Visual inspection of the HBS revealed improvement in all study participants in the experimental group, while some participants in the conventional group showed no improvement. The combined stretching and structured exercise group also had a higher percentage of participants showing improvement compared to the conventional group. Overall, the novel technique showed promising results in enhancing facial symmetry and function in acute BP, potentially preventing synkinesis and improving quality of life. Given the observed patterns of improvement in facial symmetry and function in this study, further research could explore the potential applicability of these findings to a broader population of BP patients with similar characteristics.

Research indicates that incorporating visual feedback during motor skill learning tasks can improve skill acquisition and retention, along with enhancing proprioception29,30. Therefore, we hypothesize that the visual feedback component in our structured exercise intervention may significantly impact motor learning and proprioception. Additionally, the inclusion of stretching exercises may provide sustained benefits to participants, contributing to the significant improvement in facial functional measures including resting symmetry, voluntary movement, synkinesis, and HBS grade.
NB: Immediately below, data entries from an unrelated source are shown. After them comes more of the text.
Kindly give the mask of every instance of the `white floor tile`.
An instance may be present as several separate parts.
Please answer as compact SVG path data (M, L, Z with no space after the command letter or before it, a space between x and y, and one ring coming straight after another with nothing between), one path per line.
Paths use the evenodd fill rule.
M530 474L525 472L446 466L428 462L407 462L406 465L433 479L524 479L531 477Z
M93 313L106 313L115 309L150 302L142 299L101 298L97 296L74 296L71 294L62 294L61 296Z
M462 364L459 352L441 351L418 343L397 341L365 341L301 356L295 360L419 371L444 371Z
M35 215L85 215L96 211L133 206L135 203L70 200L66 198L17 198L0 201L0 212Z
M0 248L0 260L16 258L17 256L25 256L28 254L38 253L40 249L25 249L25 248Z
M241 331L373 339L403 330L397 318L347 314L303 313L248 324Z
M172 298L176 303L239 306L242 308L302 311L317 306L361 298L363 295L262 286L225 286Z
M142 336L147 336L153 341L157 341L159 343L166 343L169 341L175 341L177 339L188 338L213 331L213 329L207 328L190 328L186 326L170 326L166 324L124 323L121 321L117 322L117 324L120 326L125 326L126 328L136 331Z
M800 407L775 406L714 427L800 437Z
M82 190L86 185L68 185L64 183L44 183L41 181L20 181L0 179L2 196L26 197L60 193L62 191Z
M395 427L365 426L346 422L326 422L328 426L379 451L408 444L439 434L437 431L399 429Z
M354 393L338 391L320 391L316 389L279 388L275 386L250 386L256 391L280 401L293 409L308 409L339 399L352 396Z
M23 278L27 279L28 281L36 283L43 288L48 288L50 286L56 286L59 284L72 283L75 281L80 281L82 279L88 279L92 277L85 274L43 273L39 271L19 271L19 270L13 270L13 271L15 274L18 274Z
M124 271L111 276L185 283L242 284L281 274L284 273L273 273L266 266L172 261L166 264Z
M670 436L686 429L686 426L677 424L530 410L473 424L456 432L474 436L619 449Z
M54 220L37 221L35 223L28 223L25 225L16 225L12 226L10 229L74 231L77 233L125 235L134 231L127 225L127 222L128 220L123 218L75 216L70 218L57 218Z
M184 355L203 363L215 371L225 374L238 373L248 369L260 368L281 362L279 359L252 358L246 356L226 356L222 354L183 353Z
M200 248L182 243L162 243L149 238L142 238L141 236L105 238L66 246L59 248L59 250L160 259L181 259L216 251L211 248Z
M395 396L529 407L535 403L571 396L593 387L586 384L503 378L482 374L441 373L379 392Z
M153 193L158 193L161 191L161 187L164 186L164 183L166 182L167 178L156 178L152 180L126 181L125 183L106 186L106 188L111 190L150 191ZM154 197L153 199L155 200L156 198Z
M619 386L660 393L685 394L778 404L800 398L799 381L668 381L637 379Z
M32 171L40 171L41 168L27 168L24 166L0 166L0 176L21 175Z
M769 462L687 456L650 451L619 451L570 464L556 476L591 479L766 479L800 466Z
Several underlying mechanisms can be responsible for the significant improvements in multiple outcome measures observed in the experimental group when compared to the conventional group. Firstly, the experimental group intervention aimed to address the imbalance between facial muscles typically observed in BP by targeting both overactive and weakened muscles31. Through a combination of unique stretching and specific muscle facilitation techniques, the experimental group achieved a more balanced activation of facial muscles with improved resting asymmetry and voluntary movement (p < 0.05 for all measures). Furthermore, the frequency and intensity of the intervention11,12,32 may have played a crucial role in promoting faster recovery and greater improvement in facial function. The higher treatment compliance rates observed in the experimental group indicate that participants were more engaged with and adherent to the intervention, potentially leading to more substantial gains in physical function and social interaction, as noted in the FDI scores. Moreover, the use of visual feedback, particularly in front of a mirror during facial exercises, may have enhanced the effectiveness of the facial stretching and structured exercise intervention.
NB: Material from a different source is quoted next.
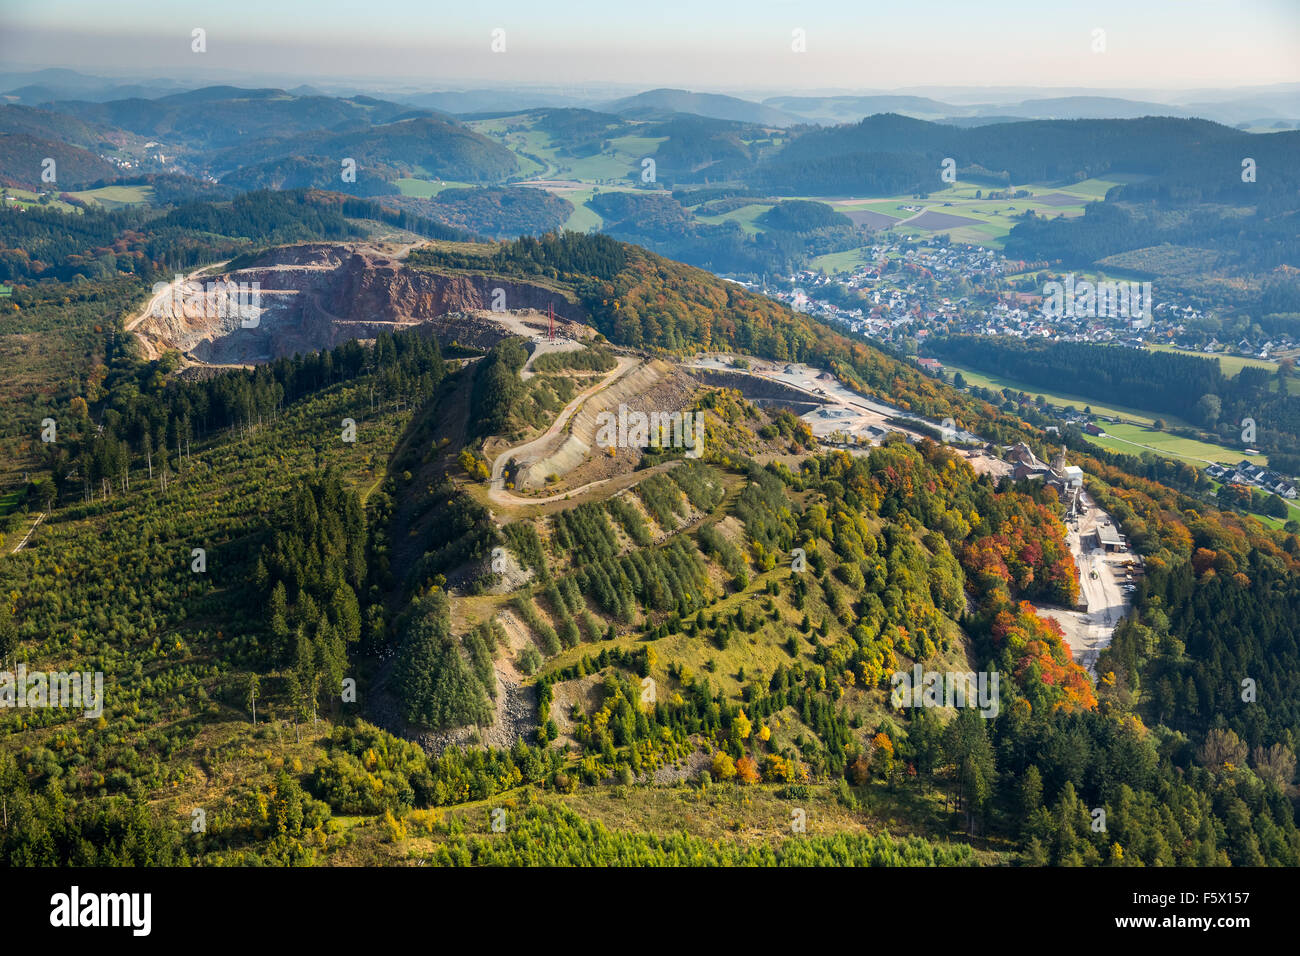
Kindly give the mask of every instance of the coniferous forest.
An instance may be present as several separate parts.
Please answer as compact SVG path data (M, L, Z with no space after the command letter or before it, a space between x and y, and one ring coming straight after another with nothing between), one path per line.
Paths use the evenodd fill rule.
M830 873L912 945L1259 913L1300 60L1150 3L0 13L9 928L537 895L451 867L952 868Z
This study has several limitations that warrant consideration when interpreting the results and implications for future research. Firstly, the absence of electromyography (EMG) limits our ability to assess the neuromuscular activity and coordination of facial muscles during interventions. EMG could provide valuable insights into the underlying mechanisms of the observed improvements in facial symmetry and function. Understanding the muscle activation patterns and neuromuscular coordination could offer a more comprehensive understanding of the efficacy of the novel stretching and exercise program compared to conventional approaches. Secondly, the sample size of the current study is relatively small and may affect the generalizability of the findings. While the study adhered to rigorous inclusion and exclusion criteria, larger randomized controlled trials are needed to validate the effectiveness of the proposed intervention across diverse populations with BP. A larger sample size would also allow for subgroup analyses to identify potential predictors of treatment response and optimize individualized treatment protocols. Thirdly, the lack of long-term follow-up data is another limitation of this study. Long term follow-up of observed improvements in facial symmetry and function would provide valuable insights into the durability of the intervention effects. Therefore, future studies should assess the cost-effectiveness and efficacy of combining facial stretching with structured exercises, compared to other therapies, with a larger sample size, EMG measures and long-term follow-up of outcome measures.